I accordingly remained with him for fifteen days in a city named Squilaz, whence we went in the first place to a city named Saint Bragant[58], which is larger than Babylon of Egypt and is subject to a Mahometan prince, who is said to be able to take the field when occasion requires with 60,000 horsemen. This I say only from the information of others, as we could not safely pass farther in that direction, by reason of the great wars carried on by the Sophy against those Mahometans who follow the sect of Omar, who are abhorred by the Persians as heretics and misbelievers, while they are of the sect of Ali which they consider as the most perfect and true religion. At this place my Persian friend, as a proof of his unfeigned friendship, offered to give me in marriage his niece named Samis, which in their language signifies the Sun, which name she well deserved for her singular beauty. As we could not travel any farther by reason of the wars, we returned to the city of Eri, where he entertained me most honourably in his house, and showing me his niece desired that she might immediately become my wife. Being otherwise minded, yet not willing that I should appear to despise so friendly an offer, I thanked him for his goodness, yet begged the match might be delayed to a more convenient time. Departing soon afterwards from Eri, we came in eight days journey to Ormuz, where we took shipping for India.

[Footnote 53: From the context, this place appears to have been on that part of the oceanic coast of Arabia called the kingdom of Maskat, towards Cape Ras-al-gat and the entrance to the Persian gulf. The name seems compounded of these words Div or Diu, an island, Bander a port, and Rumi the term in the east for the Turks as successors of the Romans.
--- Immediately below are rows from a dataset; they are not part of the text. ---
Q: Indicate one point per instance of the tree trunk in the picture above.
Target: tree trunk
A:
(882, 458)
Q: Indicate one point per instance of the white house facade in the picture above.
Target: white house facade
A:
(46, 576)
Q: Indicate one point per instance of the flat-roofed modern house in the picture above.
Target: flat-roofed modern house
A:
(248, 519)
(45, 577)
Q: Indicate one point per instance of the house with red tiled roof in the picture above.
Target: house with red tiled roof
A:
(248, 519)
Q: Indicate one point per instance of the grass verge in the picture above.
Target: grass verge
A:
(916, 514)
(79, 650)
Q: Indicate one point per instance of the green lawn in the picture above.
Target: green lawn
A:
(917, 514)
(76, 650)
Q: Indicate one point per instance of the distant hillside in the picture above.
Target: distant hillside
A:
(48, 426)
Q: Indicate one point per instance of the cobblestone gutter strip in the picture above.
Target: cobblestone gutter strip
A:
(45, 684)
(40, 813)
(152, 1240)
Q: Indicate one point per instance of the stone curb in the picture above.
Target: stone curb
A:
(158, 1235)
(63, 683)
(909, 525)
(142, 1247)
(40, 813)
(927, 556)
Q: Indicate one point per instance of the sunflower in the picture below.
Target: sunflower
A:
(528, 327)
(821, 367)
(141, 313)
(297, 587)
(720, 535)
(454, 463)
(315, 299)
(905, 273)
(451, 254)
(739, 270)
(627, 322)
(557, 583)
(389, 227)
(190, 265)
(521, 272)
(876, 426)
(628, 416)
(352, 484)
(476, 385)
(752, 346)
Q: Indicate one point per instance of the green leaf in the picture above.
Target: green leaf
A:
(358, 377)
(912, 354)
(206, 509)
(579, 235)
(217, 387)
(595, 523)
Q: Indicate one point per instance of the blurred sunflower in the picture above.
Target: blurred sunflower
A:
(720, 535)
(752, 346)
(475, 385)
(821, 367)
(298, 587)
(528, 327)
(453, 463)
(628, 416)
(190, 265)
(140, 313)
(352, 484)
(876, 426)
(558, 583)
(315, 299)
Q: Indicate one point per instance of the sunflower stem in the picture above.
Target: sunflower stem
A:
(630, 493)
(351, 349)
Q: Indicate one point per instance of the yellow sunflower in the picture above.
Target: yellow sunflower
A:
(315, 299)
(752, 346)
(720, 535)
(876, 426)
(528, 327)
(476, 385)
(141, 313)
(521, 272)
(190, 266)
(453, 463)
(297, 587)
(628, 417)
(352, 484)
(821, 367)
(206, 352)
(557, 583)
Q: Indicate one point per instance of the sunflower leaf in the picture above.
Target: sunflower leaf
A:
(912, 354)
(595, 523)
It is said in the text to have been subject to the sultan of Cambaia, but was more probably tributary to the king or sultan of Ormuz.--E.]
[Footnote 54: In the text of Hakluyt this place is called Goa, assuredly by mistake, as it immediately afterwards appears to have been in the neighbourhood of Maskat, and in the direct voyage between Aden and Ormus, by creeping along the coast from port to port.--E.]
[Footnote 55: In the rambling journey of Verthema, we are often as here unable to discover the meaning of his strangely corrupted names. Chorazani or Chorassan is in the very north of Persia, at a vast distance from Ormuz, and he pays no attention to the particulars of his ten days journey which could not have been less than 400 miles. We are almost tempted to suspect the author of romancing.--E.]
[Footnote 56: Supposing that the place in the text may possibly mean Shiras, the author makes a wonderful skip in three days from the Euphrates to at least 230 miles distance--E.]
[Footnote 57: What is named Castoreum in the text was probably musk, yet Russia castor might in those days have come along with rhubarb through Persia.--E.]
[Footnote 58: Of Squilaz and Saint Bragant it is impossible to make anything, even by conjecture--E.]